Ken Armstrong

Personal information
- Full name: Kenneth Charles Armstrong
- Date of birth: 31 January 1959
- Place of birth: Bridgnorth, England
- Date of death: 10 July 2022 (aged 63)
- Height: 6 ft 2 in (1.88 m)
- Position: Centre half

Youth career
- Beith Juniors

Senior career*
- Years: Team / Apps / (Gls)
- Beith Juniors
- 1977–1983: Kilmarnock / 88 / (3)
- 1983–1984: Southampton / 26 / (0)
- 1984: → Notts County (loan) / 10 / (0)
- 1984–1986: Birmingham City / 58 / (2)
- 1986: Walsall / 0 / (0)

= Ken Armstrong (footballer, born 1959) =

British footballer (1959–2022)

Kenneth Charles Armstrong (31 January 1959 – 10 July 2022) was an English professional footballer who played as a centre half.

== Playing career ==
Of Scottish parentage, Armstrong was born in Bridgnorth, Shropshire, while his father was working in the area. Spotted while playing for Beith Juniors, he made 88 appearances and scored three goals in the Scottish Football League playing for Kilmarnock, and made 94 appearances, scoring twice, in the English Football League playing for Southampton, Notts County and Birmingham City. He was part of the Southampton squad that finished second to Liverpool in the 1983–84 season.
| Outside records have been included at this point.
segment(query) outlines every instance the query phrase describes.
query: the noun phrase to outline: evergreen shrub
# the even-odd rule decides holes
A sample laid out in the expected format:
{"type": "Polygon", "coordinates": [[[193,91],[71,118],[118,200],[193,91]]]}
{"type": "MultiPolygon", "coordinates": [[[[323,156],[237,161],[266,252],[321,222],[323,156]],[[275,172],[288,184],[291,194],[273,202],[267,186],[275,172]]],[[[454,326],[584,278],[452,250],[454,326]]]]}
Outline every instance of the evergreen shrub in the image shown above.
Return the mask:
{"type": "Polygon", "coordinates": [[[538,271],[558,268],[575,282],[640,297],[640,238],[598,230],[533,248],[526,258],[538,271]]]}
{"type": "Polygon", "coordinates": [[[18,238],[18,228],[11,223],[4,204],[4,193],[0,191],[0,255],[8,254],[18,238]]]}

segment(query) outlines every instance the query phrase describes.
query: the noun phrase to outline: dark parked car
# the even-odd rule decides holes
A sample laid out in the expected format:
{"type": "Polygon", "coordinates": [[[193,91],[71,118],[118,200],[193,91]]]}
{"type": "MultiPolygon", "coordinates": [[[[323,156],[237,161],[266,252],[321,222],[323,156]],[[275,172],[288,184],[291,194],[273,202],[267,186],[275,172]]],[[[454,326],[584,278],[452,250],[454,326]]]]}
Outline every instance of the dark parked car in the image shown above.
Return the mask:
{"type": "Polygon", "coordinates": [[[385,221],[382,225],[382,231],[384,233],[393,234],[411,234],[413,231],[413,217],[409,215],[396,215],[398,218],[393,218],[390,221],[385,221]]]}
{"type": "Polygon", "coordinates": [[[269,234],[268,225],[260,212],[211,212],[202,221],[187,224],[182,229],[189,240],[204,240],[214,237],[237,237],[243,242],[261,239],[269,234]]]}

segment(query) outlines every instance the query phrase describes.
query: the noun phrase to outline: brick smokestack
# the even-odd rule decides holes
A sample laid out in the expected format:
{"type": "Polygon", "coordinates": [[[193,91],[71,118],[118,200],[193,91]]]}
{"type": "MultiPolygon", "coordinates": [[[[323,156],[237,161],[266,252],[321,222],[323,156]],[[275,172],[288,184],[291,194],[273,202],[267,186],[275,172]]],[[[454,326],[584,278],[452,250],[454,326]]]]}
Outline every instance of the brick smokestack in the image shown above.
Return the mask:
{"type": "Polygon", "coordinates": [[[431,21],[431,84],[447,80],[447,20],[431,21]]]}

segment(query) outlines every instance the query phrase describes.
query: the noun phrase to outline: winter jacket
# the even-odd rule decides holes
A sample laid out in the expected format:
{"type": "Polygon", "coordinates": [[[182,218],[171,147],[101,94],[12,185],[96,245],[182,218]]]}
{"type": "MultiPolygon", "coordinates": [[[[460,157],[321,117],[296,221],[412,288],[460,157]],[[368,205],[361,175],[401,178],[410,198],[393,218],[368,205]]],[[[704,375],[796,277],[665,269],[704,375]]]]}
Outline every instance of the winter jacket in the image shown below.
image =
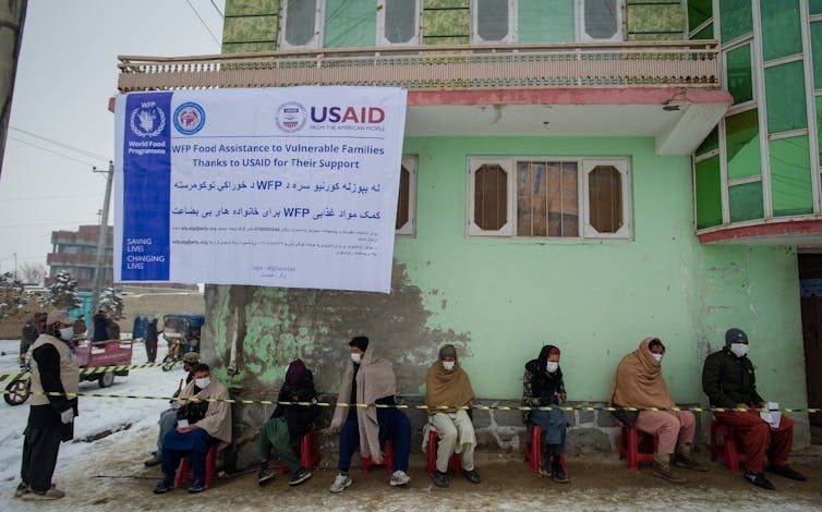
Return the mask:
{"type": "Polygon", "coordinates": [[[702,390],[714,407],[764,402],[757,392],[753,363],[747,356],[737,357],[727,346],[705,358],[702,390]]]}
He signed for Walsall in February 1986 for a fee of £10,000, broke his ankle in his first training session, and nine months later, still only 27 years of age, retired from football because of the injury without ever playing for the club.

== Later life ==
After football, Armstrong held managerial positions in the NHS. He was a business manager with Monklands and Bell-shill Hospital NHS Trust from 1993 before moving in 1996 to The Freeman Group of Hospitals NHS Trust which became the Newcastle upon Tyne Hospitals NHS Foundation Trust in 1998 where he worked as a general manager, until 1999 when he moved to NHS Tayside as director of operations.

Armstrong died in the early hours of 10 July 2022, at the age of 63.